La transparence est de mise : l’acompte sur salaire ne disparaît pas dans la nature, il est une composante intégrante de votre rémunération globale.

La mention obligatoire sur le bulletin

Le bulletin de paie doit obligatoirement faire mention de l’acompte sur salaire versé.

Il apparaît généralement en bas du bulletin, juste avant le net à payer.

Bon à savoir : Contrairement à une saisie sur salaire, il ne s’agit pas d’une retenue pour dette, mais d’un versement déjà perçu par anticipation.

Impact sur le salaire net à verser

Le versement de l’acompte réduit mécaniquement le solde qu’il reste à percevoir en fin de mois.

Exemple concret : Si votre salaire net habituel est de 1 800 € et que vous avez touché 600 € d’acompte, le virement final de fin de mois sera de 1 200 €.

Bon à savoir : Les cotisations sociales, elles, restent calculées sur la base du salaire complet.

Traitement comptable pour l’employeur

Pour le chef d’entreprise ou l’expert-comptable, l’acompte sur salaire est enregistré :

  • Dans le compte 421 (Personnel – Rémunérations dues) ;
  • Ou dans le compte 425 (Personnel – Avances et acomptes).

Cela permet de suivre précisément les flux de trésorerie et d’assurer une comptabilité rigoureuse lors de la clôture mensuelle.

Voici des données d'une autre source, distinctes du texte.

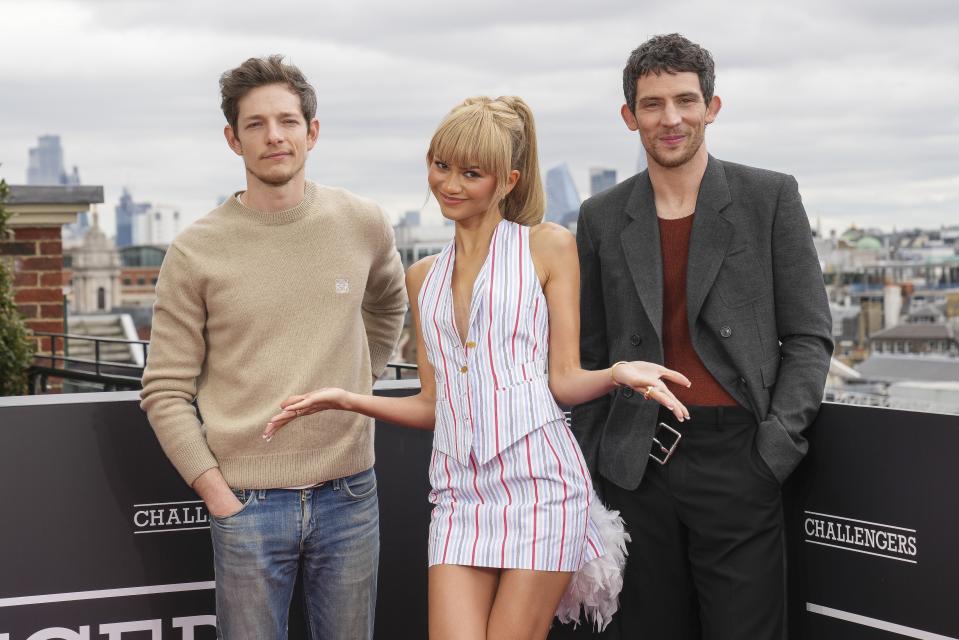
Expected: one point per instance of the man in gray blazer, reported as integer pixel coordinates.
(709, 268)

L’acompte sur salaire est un droit pour le salarié mensualisé, lui permettant de percevoir le paiement de son travail déjà effectué avant la fin du mois. Il peut être demandé dès le 15 du mois pour un montant maximal de 50 % du salaire. L’employeur a l’obligation d’accepter la première demande mensuelle. Contrairement à l’avance, l’acompte n’est pas un prêt mais une avance de fonds sur un service déjà rendu, qui se régularise simplement sur le bulletin de paie de fin de mois, sans impact sur le calcul des cotisations sociales.

FAQ

Quel est le délai légal pour recevoir un acompte sur salaire ?

La loi ne fixe pas de délai précis, mais en pratique, l'employeur verse l'acompte sous 2 à 3 jours ouvrés. Si le montant est inférieur ou égal à 1 500 €, il peut être réglé en espèces. Au-delà, le virement ou le chèque est obligatoire.

Peut-on demander plusieurs acomptes dans le même mois ?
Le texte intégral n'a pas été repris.